Но сколь бы ни была подавлена всем происшедшим их психика, они шумели, спорили, кричали, проклинали кого-то…
Слухи рождались ежечасно. Они быстро обходили закоулки каждого корабельного отсека. Осмыслить неизбежность всего происшедшего никто из беглецов не мог.
Печальная действительность рождала грезы, фантазии, бредовые мечты…
В одном углу «Саратова» или «Херсона» передавали, что на западе Белоруссии и в Польше генерал Перемыкин формирует грандиозную армию, которая не сегодня-завтра двинется на Москву.
В другом говорили об англо-франко-американском десанте, который высадится завтра одновременно в Крыму, Одессе и на Кавказе, и о том, что «союзники» уже вынесли решение, касающееся всех белых, плывущих сейчас по Черному морю: они составят ядро будущей противосоветской армии.
В третьем горячо обсуждали неизвестно откуда пришедшее известие о каких-то невиданных и неслыханных грандиозных крестьянских восстаниях, о том, что восставшие окружили Москву и что «большевики уже улепетывают во все лопатки…».
Каждый грезил и скрашивал печальную действительность как умел.

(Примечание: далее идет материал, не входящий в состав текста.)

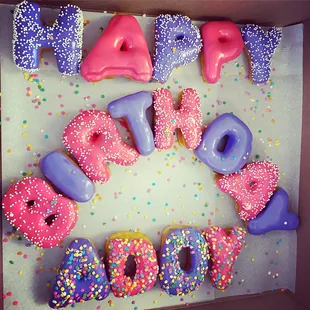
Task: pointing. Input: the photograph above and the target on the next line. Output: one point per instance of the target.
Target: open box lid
(268, 13)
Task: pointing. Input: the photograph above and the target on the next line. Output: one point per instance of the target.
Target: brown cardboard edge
(268, 301)
(263, 12)
(303, 248)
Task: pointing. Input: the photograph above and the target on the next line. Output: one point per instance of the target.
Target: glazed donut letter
(133, 107)
(177, 43)
(275, 216)
(237, 149)
(64, 37)
(118, 247)
(222, 42)
(251, 187)
(173, 279)
(188, 119)
(44, 217)
(224, 250)
(80, 277)
(93, 139)
(260, 47)
(60, 170)
(121, 50)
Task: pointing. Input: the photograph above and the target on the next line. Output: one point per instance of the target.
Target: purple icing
(81, 276)
(133, 107)
(237, 149)
(275, 216)
(65, 37)
(67, 177)
(177, 43)
(261, 46)
(173, 279)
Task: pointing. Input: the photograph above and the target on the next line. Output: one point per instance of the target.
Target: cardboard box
(266, 13)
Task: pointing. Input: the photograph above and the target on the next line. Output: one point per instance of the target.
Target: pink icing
(252, 187)
(121, 50)
(146, 266)
(188, 118)
(44, 217)
(224, 251)
(93, 139)
(222, 42)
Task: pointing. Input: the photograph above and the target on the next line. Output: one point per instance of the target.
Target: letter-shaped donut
(80, 277)
(177, 43)
(117, 248)
(62, 172)
(224, 250)
(260, 46)
(188, 119)
(121, 50)
(237, 149)
(133, 108)
(93, 139)
(44, 217)
(64, 37)
(173, 279)
(275, 216)
(251, 187)
(222, 42)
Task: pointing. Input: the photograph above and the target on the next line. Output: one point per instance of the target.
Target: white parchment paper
(168, 187)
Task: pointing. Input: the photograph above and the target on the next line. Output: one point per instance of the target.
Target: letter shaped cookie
(64, 37)
(188, 119)
(117, 248)
(222, 42)
(260, 46)
(251, 187)
(121, 50)
(80, 277)
(275, 216)
(177, 43)
(93, 139)
(44, 217)
(133, 108)
(224, 250)
(237, 149)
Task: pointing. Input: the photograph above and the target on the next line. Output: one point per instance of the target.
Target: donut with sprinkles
(64, 37)
(251, 187)
(80, 277)
(118, 248)
(177, 43)
(260, 47)
(187, 119)
(93, 139)
(44, 217)
(173, 279)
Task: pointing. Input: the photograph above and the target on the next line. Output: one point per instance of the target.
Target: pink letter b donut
(43, 216)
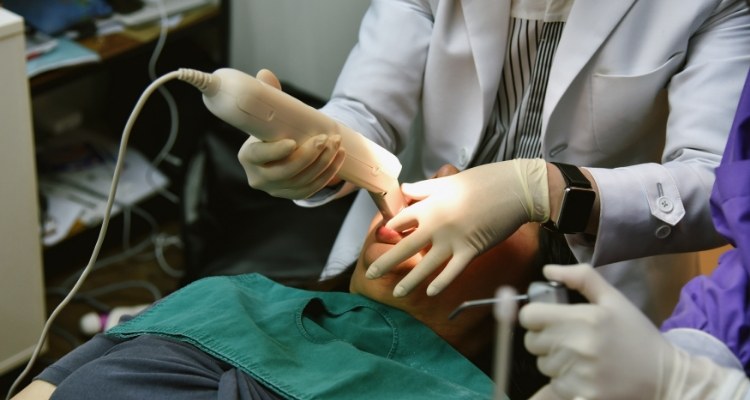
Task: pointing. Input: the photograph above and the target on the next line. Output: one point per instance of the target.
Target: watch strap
(572, 175)
(576, 204)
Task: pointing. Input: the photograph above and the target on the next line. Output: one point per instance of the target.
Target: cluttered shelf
(77, 122)
(62, 57)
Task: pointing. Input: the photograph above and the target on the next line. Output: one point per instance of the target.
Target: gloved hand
(461, 216)
(288, 169)
(609, 350)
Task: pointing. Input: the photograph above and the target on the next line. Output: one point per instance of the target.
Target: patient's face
(508, 263)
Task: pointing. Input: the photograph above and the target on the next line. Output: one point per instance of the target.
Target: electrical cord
(103, 229)
(174, 117)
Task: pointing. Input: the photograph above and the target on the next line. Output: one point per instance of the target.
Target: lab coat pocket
(629, 110)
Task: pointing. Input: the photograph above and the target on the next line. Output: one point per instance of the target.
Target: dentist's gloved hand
(609, 350)
(288, 169)
(461, 216)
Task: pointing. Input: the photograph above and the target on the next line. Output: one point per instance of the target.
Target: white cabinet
(22, 310)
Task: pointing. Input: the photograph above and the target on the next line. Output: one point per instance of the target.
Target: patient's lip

И даже те, кто не был склонен верить ни в Перемыкина, ни в десанты, ни в крестьянские восстания, все же считали, что происшедшая катастрофа поправима, что «большевизм в России — явление мимолетное» и что вообще особенно беспокоиться нечего, через несколько недель или месяцев «все придет в норму…».
Что же касается того, какую форму будет иметь эта «норма», мнения расходились.

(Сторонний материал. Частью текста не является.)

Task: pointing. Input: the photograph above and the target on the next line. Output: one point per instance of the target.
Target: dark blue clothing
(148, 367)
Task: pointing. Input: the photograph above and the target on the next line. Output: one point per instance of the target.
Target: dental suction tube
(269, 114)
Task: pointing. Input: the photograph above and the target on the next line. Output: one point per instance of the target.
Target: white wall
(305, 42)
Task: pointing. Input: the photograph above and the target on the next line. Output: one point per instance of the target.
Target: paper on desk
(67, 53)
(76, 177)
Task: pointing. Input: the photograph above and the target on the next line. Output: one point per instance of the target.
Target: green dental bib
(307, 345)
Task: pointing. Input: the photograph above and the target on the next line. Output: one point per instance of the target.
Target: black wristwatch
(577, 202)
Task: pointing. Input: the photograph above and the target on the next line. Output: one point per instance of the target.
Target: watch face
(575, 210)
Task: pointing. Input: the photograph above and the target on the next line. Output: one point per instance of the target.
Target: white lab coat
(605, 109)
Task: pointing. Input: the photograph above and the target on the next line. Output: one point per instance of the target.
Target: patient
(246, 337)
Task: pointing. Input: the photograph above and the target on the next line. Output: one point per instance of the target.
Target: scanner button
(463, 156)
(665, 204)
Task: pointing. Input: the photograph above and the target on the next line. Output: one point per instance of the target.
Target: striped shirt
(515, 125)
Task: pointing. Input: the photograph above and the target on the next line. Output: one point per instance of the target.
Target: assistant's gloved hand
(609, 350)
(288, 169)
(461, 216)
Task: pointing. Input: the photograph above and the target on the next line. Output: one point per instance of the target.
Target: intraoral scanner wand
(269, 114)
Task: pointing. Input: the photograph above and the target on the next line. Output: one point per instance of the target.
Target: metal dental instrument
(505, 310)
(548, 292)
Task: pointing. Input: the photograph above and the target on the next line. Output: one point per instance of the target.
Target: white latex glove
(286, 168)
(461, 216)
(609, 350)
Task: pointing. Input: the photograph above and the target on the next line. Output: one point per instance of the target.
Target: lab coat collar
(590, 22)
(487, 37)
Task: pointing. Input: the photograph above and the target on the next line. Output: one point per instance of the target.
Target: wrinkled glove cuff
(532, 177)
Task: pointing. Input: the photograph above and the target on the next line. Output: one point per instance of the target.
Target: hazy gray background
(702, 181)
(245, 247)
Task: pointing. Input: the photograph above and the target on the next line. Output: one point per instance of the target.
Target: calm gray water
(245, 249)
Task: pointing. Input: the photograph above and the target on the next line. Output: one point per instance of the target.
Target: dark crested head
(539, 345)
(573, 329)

Никогда эти люди не спорили так шумно и страстно, как сейчас, качаясь на волнах Черного моря. Они обвиняли друг друга; досылали проклятия всем и каждому, кто был с ними не согласен в оценке происшедшего; клялись расправиться с кем-то, кого они считали виновниками только что случившейся катастрофы; ссылались на историю, Священное писание, речи «вождей», пророчества партийных лидеров. Кричали и спорили долго — до седьмого пота и до хрипоты.
И только один вопрос, самый актуальный из всех, не занимал ничьего внимания: что ждет их завтра после высадки на чужую землю и в какой роли и на какие средства они будут существовать далее, живя у чужих людей?
Этот вопрос не возник ни у кого даже и тогда, когда на горизонте показалась туманная полоса турецкой земли и когда несколько часов спустя врангелевские корабли стали на якорь в быстротекущих водах Босфора — узкой водяной змейки, отделяющей вместе с Мраморным морем и такой же змейкой — Дарданеллами Европу от Азии.
Незабываемую и неповторимую по своеобразной красоте картину представляет Константинополь!
Тысячи нагроможденных друг на друга домов — частью каменные громады дворцов и современных построек, частью сколоченные из досок хибарки и хижины; сотни мечетей с византийскими куполами-полушариями и остроконечными шпилями, уходящими в небо; среди этих мечетей — древняя Айя София, бывшая в далекие века святыней для всего христианского Востока, а за последующие пять веков вплоть до наших дней — такая же святыня для мусульманского Востока. Людской муравейник на площадях, улицах, улочках, в переулках, закоулках.